Pour ma première chronique écrite sur ce site, j’ai décidé de revenir sur le film “Elle
est trop bien” (ou “She’s all that”), cette comédie romantique
médiocre qui aurait pu être excellente. J’espère que tu l’as vu sinon tu ne vas rien comprendre et tu te feras spoiler des trucs en prime ! Ce film, malgré la maturité, malgré la vague
d’ultra-réalisme absolument géniale que le cinéma américain traverse depuis le 11 septembre, je l’aime encore... et j’ai un peu honte j’avoue. Donc je vais le démolir un peu pour me punir, puis
je reviendrai sur ses aspects positifs. Ne t’inquiètes pas petit lovenaute, tout est sous contrôle. Le résumé d’après Wikipédia (t’en as de la chance) : Zach (Freddie Prinze Jr.) est un lycéen
très populaire et capitaine de son équipe de soccer. Mais lorsque sa petite amie Taylor (Jodi Lyn O'Keefe) lui annonce que c'est terminé entre eux, sa réputation en prend un coup. Pourtant il ne
se laisse pas abattre, il parie avec son meilleur ami et rival Dean (Paul Walker) que n'importe quelle fille peut remporter le titre de "reine du bal" de fin d'année. Dean doit choisir la fille
et il choisit Laney (Rachael Leigh Cook) une artiste marginale n'ayant en tête que ses tableaux d'art et ses étranges spectacles. Zach n'est pas d'accord avec son choix mais pourtant au fil des
semaines, une amitié va naître entre eux.

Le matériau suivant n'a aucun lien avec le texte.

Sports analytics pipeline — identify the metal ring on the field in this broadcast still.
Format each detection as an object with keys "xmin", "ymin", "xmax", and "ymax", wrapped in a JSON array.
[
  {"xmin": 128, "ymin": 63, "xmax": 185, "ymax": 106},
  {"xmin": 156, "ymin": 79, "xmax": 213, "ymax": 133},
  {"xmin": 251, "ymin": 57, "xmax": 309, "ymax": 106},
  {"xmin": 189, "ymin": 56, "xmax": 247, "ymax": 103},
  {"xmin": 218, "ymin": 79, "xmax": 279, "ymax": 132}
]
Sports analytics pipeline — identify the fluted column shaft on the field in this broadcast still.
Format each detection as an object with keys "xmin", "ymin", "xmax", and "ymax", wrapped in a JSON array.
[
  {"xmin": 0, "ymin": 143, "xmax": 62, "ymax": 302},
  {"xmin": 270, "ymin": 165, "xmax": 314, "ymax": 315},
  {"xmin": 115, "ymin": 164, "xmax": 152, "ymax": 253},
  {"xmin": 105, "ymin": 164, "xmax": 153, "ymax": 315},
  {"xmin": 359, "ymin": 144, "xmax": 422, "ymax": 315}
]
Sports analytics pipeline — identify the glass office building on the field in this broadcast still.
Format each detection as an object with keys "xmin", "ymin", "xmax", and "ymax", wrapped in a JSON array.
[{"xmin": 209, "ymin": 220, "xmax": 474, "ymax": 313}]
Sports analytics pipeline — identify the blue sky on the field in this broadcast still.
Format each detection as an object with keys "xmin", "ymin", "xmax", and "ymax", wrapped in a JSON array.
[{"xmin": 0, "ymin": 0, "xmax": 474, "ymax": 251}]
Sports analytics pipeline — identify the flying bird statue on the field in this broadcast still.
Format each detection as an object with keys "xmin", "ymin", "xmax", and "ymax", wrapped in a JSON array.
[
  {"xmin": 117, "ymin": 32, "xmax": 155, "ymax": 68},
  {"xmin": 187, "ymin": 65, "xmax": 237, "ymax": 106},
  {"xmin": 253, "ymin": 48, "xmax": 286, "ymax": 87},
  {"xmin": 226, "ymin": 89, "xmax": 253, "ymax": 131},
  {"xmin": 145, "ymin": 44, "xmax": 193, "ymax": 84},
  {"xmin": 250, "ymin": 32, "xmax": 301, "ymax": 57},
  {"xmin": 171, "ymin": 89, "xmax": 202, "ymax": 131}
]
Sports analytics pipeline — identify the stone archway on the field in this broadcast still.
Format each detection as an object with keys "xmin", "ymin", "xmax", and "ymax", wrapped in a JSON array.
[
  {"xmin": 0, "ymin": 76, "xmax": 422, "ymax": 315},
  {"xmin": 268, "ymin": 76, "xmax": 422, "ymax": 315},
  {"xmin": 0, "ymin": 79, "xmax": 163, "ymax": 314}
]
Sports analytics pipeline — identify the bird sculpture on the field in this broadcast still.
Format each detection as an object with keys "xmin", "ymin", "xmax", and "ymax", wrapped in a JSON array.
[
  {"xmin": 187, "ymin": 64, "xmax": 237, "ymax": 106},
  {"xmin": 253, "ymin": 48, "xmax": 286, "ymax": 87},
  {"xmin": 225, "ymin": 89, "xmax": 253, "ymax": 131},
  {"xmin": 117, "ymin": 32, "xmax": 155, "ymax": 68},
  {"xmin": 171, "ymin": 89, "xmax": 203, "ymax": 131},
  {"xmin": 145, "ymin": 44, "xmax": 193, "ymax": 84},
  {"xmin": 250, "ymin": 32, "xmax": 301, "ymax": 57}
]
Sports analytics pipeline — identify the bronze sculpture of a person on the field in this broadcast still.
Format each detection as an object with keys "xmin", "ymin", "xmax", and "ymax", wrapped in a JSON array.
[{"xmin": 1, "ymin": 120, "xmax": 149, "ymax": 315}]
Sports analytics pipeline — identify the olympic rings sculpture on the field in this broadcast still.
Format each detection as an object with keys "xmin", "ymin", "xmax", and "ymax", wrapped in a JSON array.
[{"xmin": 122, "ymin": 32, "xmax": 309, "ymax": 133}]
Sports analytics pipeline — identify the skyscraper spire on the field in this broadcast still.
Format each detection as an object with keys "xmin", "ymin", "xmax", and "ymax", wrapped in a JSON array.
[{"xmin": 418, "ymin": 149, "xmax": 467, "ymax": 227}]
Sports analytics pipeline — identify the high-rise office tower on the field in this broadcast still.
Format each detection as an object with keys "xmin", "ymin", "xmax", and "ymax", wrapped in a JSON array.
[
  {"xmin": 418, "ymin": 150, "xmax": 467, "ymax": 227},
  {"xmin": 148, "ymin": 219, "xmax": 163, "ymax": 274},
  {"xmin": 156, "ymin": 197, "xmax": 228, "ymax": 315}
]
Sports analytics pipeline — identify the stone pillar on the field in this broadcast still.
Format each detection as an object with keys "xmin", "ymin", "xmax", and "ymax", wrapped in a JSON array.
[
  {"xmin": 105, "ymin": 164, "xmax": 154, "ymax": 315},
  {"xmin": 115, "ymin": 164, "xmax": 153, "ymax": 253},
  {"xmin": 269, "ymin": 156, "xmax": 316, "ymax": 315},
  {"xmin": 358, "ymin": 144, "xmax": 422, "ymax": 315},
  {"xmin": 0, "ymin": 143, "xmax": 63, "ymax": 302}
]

Jadis, ma petite sœur regardait des teen-movies à deux centimes (de francs, car cette introduction se situe entre 1999 et 2000). Je la soupçonne de toujours le faire mais j’avoue que ça
ne me gêne plus du tout car c’est grâce à elle que j’ai découvert “Elle est trop
bien” sur une cassette VHS foireuse qu’une de ses copines lui avait prêté. Je suis entré dans le salon lors de la scène dans laquelle Laney descend les marches en robe rouge. La
musique (“Kiss me” de Sixpence none the richer) combinée à la divine Rachael Leigh Cook et à mes hormones d’ado fleur bleue ont créé un paradoxe dans ma cinéphilie élitiste de petit
branleur. Malgré l’image dégueulasse sur notre petit combi 36cm, j’allais vouer une incroyable passion pour ce film, reconnaissant l’intégralité de ses défauts et ayant même tenter d’en modifier
le montage sur mon Pinnacle Studio 8 de l’époque, aussi connu sous le nom de “logiciel de Satan” (à cause de ses plantages intempestifs).
Bien sûr, j’avais entendu parler de “Elle est trop bien”, mon cd-rom
Ciné-Live contenait la bande-annonce, mais je n’y avais pas prêté attention à sa sortie. Pourquoi j’aime encore ce film ? Parce qu’il me rappelle une période sympa de ma vie et surtout qu’il a,
malgré ses nombreux détracteurs, une communauté de fans et une aura mystérieuse. “Elle
est trop bien” est un film teen movie très moyen alors qu’il avait presque tous les ingrédients pour devenir un véritable film romantique culte. Robert Iscove (le
réalisateur) a dit : "Nous avons tenté de créer une ambiance dans laquelle n'importe qui, âgé de 14, 40 ou 80 ans, puisse se reconnaître, où qu'il vive. Chacun de nous s'est déjà senti brimé,
marginalisé et chacun a eu envie d'être aimé pour lui-même, par delà la façade qu'il présente au reste du monde." Derrière ce joli discours très américain se cache une intention de bien
faire, mais sans talent malheureusement. L’idée de base de “Elle est trop
bien” est bonne, ses défauts résident surtout dans son casting général, ses dialogues insipides, la gestion des seconds rôles et des intrigues secondaires, le manque cruel de rythme
et quelques faux pas concernant certaines scènes importantes.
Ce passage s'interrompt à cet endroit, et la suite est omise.